Baylor confirmed and investigated the incident.
Trigg Jr. said he and Rhoades talked later, and he apologized for the miscommunication.
“I told him to remember that he made some mistakes at Ole Miss,” Trigg Sr. said. “And the AD made a mistake. God gave you a second chance at Baylor, play for your AD. I don’t want anyone’s life to change because they made a bad decision.”
It wasn’t the first time Trigg Jr. had an altercation on the sideline.
When he was at Ole Miss, he was called for a false start that prevented the Rebels from going for it on fourth down. On his way back to the sideline, Ole Miss head coach Lane Kiffin gave him a little shove.
Trigg Jr. was unfazed.
“That’s just how me and Coach Lane were,” Trigg Jr. said. “That wasn’t our first interaction.”
Bringing a Mackey to Waco
The one-handed catches that consistently land him on SportsCenter don’t surprise Trigg in the slightest. He’s been doing it as long as he can remember.

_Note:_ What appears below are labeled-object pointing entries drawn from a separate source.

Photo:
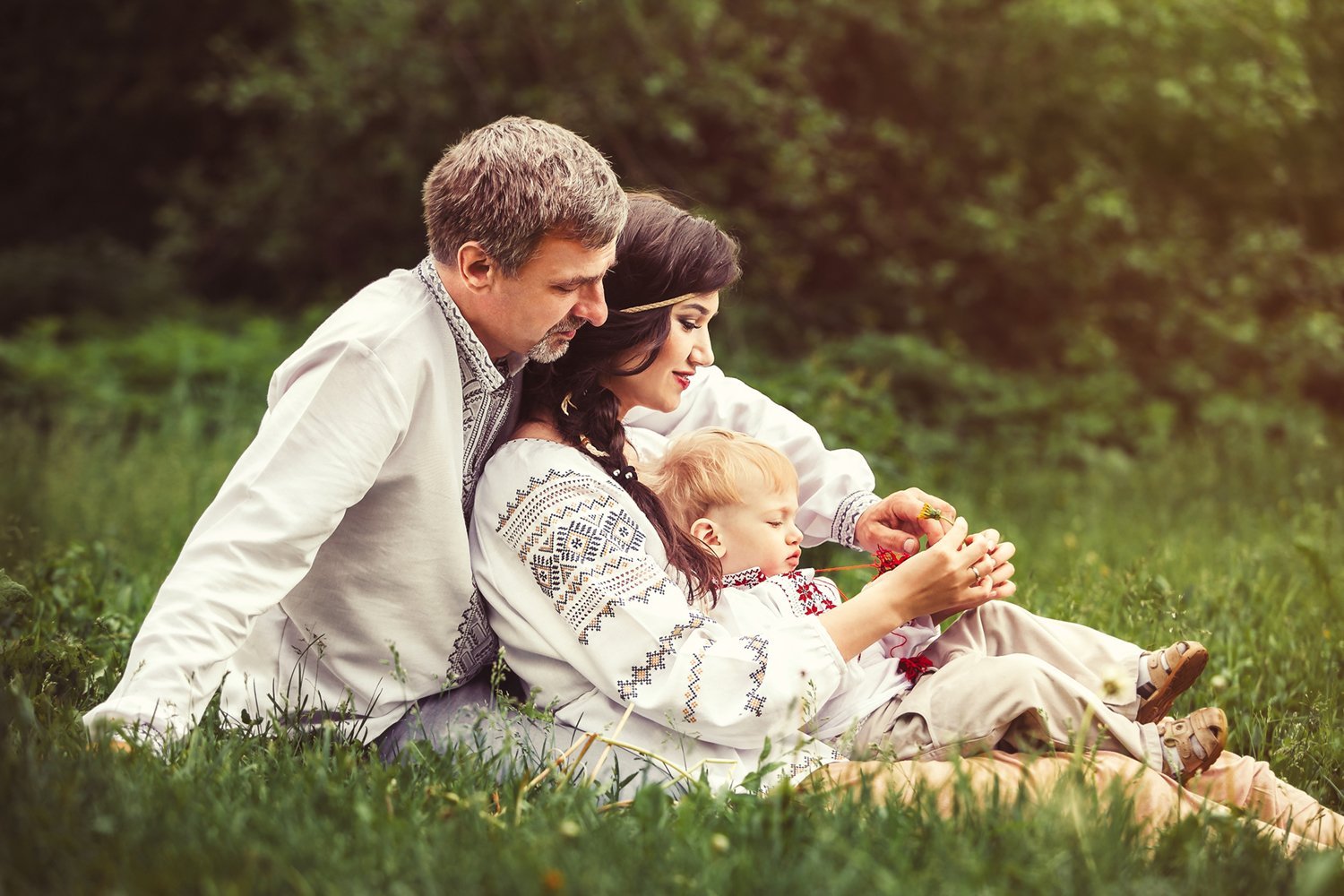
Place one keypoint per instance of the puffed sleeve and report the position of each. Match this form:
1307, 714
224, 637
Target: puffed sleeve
835, 485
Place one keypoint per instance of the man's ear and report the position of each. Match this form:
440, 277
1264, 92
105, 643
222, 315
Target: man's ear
476, 266
703, 530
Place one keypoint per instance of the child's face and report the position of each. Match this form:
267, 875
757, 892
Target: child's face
760, 532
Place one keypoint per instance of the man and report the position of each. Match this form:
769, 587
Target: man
330, 578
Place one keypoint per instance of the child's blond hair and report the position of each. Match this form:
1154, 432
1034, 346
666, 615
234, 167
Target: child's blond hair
709, 468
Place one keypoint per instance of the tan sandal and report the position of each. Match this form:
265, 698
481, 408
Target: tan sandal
1169, 672
1204, 728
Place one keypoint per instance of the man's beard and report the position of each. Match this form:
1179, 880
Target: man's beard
550, 347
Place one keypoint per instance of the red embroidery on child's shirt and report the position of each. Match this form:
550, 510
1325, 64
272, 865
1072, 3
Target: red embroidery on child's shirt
916, 667
814, 599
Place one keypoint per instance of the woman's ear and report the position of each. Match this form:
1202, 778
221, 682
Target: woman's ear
703, 530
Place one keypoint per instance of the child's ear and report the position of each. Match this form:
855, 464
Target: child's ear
703, 530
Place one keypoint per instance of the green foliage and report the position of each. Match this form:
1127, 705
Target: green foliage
1055, 185
1128, 522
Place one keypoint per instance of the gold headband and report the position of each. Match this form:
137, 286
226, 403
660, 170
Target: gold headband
652, 306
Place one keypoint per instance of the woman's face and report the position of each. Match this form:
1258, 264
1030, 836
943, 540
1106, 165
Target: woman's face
687, 347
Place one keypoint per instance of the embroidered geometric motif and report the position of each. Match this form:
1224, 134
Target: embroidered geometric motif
582, 547
476, 645
761, 648
693, 683
744, 579
658, 661
488, 392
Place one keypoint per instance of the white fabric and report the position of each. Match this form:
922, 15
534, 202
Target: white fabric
874, 678
578, 592
330, 578
332, 568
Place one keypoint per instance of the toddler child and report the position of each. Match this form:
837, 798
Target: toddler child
999, 676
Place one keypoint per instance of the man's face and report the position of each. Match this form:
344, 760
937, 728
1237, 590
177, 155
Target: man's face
556, 293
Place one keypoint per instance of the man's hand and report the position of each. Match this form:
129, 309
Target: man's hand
895, 522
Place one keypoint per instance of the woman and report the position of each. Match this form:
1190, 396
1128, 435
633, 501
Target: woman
572, 554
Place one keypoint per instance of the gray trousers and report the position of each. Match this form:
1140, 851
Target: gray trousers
1011, 678
470, 716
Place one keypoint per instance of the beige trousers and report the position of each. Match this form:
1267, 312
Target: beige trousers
1011, 678
1276, 807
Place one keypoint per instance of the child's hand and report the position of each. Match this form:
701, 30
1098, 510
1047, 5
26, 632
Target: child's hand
956, 573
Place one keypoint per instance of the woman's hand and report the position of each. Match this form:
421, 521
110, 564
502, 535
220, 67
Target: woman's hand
895, 522
956, 573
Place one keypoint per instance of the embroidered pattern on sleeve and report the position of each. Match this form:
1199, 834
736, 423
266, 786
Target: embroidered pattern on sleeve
476, 645
847, 517
578, 543
658, 661
761, 648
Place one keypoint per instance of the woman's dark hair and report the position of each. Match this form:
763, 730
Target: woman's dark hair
663, 253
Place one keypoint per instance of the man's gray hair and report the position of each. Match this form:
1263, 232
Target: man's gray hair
513, 182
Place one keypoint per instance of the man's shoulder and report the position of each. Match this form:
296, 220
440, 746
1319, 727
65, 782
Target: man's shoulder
394, 314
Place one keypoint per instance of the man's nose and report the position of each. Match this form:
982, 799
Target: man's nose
591, 306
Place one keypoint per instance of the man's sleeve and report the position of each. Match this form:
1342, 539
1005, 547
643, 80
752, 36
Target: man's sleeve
319, 449
835, 487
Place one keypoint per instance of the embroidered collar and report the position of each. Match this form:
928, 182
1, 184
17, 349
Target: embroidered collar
470, 346
744, 579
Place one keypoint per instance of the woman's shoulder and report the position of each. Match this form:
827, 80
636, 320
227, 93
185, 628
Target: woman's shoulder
523, 465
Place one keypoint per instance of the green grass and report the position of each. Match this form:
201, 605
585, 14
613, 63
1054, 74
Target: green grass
1223, 535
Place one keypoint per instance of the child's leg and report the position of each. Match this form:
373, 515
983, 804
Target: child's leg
1252, 785
976, 702
1158, 802
1081, 653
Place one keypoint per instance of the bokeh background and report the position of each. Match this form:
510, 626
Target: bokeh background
1140, 198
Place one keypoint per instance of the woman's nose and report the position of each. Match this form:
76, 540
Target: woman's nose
702, 354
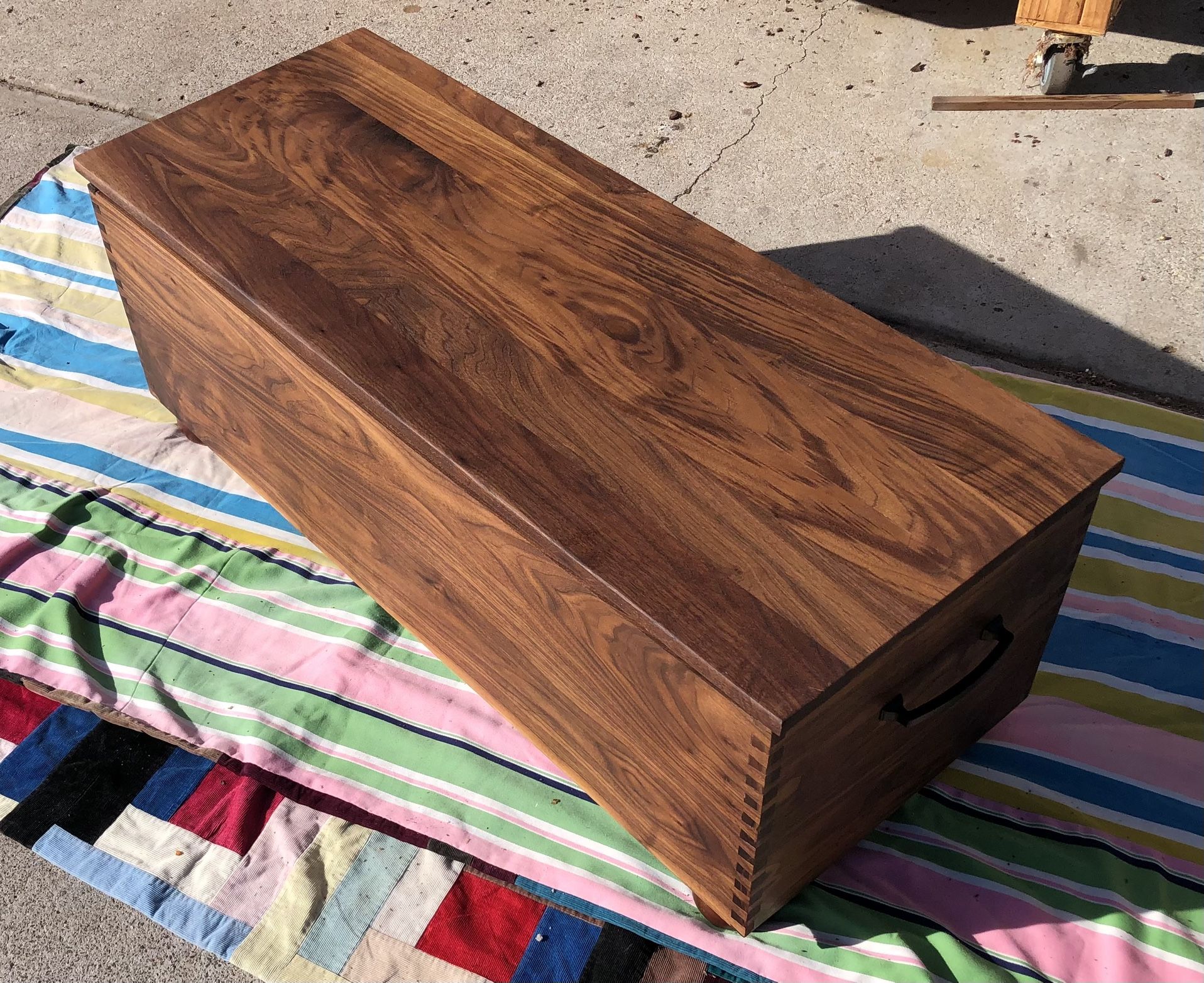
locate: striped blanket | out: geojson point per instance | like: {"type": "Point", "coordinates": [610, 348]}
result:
{"type": "Point", "coordinates": [141, 575]}
{"type": "Point", "coordinates": [285, 891]}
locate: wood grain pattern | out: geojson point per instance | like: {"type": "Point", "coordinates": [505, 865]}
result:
{"type": "Point", "coordinates": [1090, 17]}
{"type": "Point", "coordinates": [1093, 101]}
{"type": "Point", "coordinates": [650, 494]}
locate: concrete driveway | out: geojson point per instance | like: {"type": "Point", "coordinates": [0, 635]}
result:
{"type": "Point", "coordinates": [1062, 241]}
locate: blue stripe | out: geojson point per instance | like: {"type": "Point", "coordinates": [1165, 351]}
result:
{"type": "Point", "coordinates": [1098, 647]}
{"type": "Point", "coordinates": [211, 540]}
{"type": "Point", "coordinates": [60, 351]}
{"type": "Point", "coordinates": [126, 473]}
{"type": "Point", "coordinates": [1090, 787]}
{"type": "Point", "coordinates": [172, 783]}
{"type": "Point", "coordinates": [53, 269]}
{"type": "Point", "coordinates": [31, 762]}
{"type": "Point", "coordinates": [278, 681]}
{"type": "Point", "coordinates": [1179, 468]}
{"type": "Point", "coordinates": [1146, 551]}
{"type": "Point", "coordinates": [192, 921]}
{"type": "Point", "coordinates": [51, 198]}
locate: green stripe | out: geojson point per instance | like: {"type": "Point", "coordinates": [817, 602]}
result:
{"type": "Point", "coordinates": [1143, 523]}
{"type": "Point", "coordinates": [1098, 405]}
{"type": "Point", "coordinates": [1121, 703]}
{"type": "Point", "coordinates": [1115, 579]}
{"type": "Point", "coordinates": [1076, 863]}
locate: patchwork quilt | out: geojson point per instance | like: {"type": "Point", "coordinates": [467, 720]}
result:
{"type": "Point", "coordinates": [140, 575]}
{"type": "Point", "coordinates": [285, 891]}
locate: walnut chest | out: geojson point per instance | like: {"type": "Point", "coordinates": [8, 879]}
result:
{"type": "Point", "coordinates": [750, 565]}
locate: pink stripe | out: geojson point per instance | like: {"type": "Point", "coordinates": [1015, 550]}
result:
{"type": "Point", "coordinates": [310, 775]}
{"type": "Point", "coordinates": [207, 575]}
{"type": "Point", "coordinates": [1015, 928]}
{"type": "Point", "coordinates": [259, 876]}
{"type": "Point", "coordinates": [1155, 920]}
{"type": "Point", "coordinates": [1124, 607]}
{"type": "Point", "coordinates": [752, 955]}
{"type": "Point", "coordinates": [691, 930]}
{"type": "Point", "coordinates": [1171, 863]}
{"type": "Point", "coordinates": [1157, 499]}
{"type": "Point", "coordinates": [327, 664]}
{"type": "Point", "coordinates": [1100, 741]}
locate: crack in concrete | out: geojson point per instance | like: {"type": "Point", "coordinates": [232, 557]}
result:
{"type": "Point", "coordinates": [79, 101]}
{"type": "Point", "coordinates": [757, 114]}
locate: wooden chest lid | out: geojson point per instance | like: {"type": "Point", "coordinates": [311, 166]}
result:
{"type": "Point", "coordinates": [769, 482]}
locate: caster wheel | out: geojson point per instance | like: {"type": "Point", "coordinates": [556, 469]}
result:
{"type": "Point", "coordinates": [708, 912]}
{"type": "Point", "coordinates": [1058, 72]}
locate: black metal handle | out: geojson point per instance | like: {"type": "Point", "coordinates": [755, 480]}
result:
{"type": "Point", "coordinates": [896, 711]}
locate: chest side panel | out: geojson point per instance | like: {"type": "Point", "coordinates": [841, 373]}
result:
{"type": "Point", "coordinates": [654, 744]}
{"type": "Point", "coordinates": [824, 478]}
{"type": "Point", "coordinates": [841, 770]}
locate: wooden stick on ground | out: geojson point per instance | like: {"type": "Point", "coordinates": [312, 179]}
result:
{"type": "Point", "coordinates": [1100, 101]}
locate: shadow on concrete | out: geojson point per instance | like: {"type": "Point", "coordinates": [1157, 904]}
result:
{"type": "Point", "coordinates": [944, 294]}
{"type": "Point", "coordinates": [1176, 21]}
{"type": "Point", "coordinates": [1180, 72]}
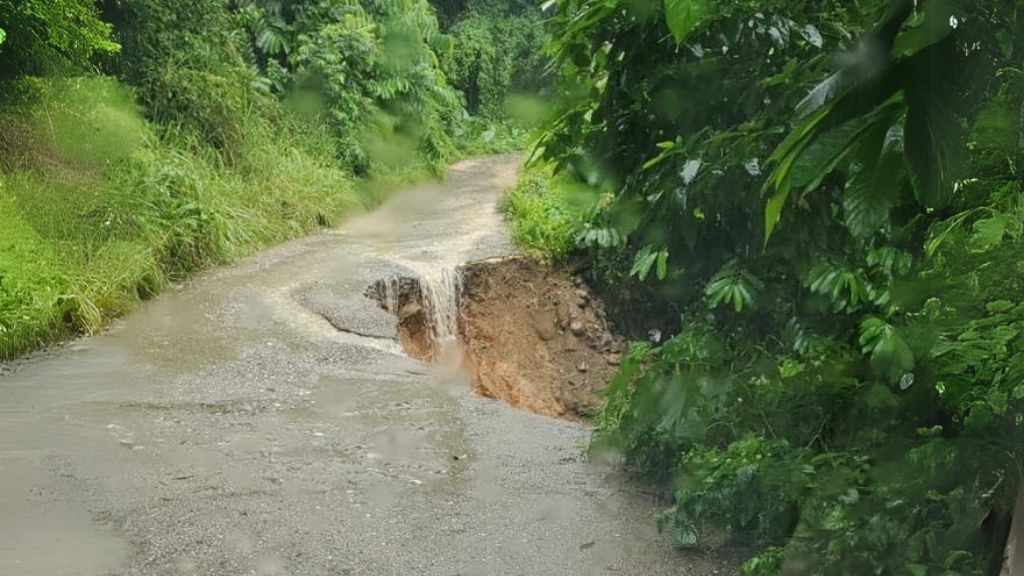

“I try to catch it with two hands, honestly,” Trigg Jr. said. “Off reaction is usually when it happens.”
His teammates disagree.
“The first time he had a one-handed catch was during fall camp, and it stunned the whole indoor,” fellow tight end Matthew Klopfenstein said. “We were looking around like, what just happened? Knowing he has the ability to do that gives us confidence.”
Trigg has put together the best season of any tight end in Baylor history.
In nearly two years with the Bears, his 1,044 yards at Baylor is a new career record among tight ends, and he ranks second in all-time career touchdowns (nine) and fourth in career receptions (73).
He has 649 yards so far this year, the best single-season in Baylor history for a tight end, while he’s tied for the single-season record in touchdowns (six) and receptions (43).
“I wouldn’t say I’ve surprised myself, I just have put the work in,” Trigg Jr. said. “I’m in here late nights trying to recreate the Saturday moments before I get there. I do that a lot.”
Trigg Jr. has the second-best odds to win the Mackey Award, given to the nation’s best tight end.
Before he got to college, Trigg Jr. and Trigg Sr. would have conversations about winning the Mackey and being the best tight end in the country.
“Everything he’s receiving, that’s what he wanted from college football,” Trigg Sr. said. “He wanted to be on SportsCenter and to have the world see him.”
Trigg Jr. has had a shift in perspective.
“I feel like I'm the best tight end in college football, but I feel like I'm a good person,” Trigg Jr. said. “I feel like my teammates can come to me. I'm more than the best tight end in the country. So, me getting that, it wouldn't really change who I am.”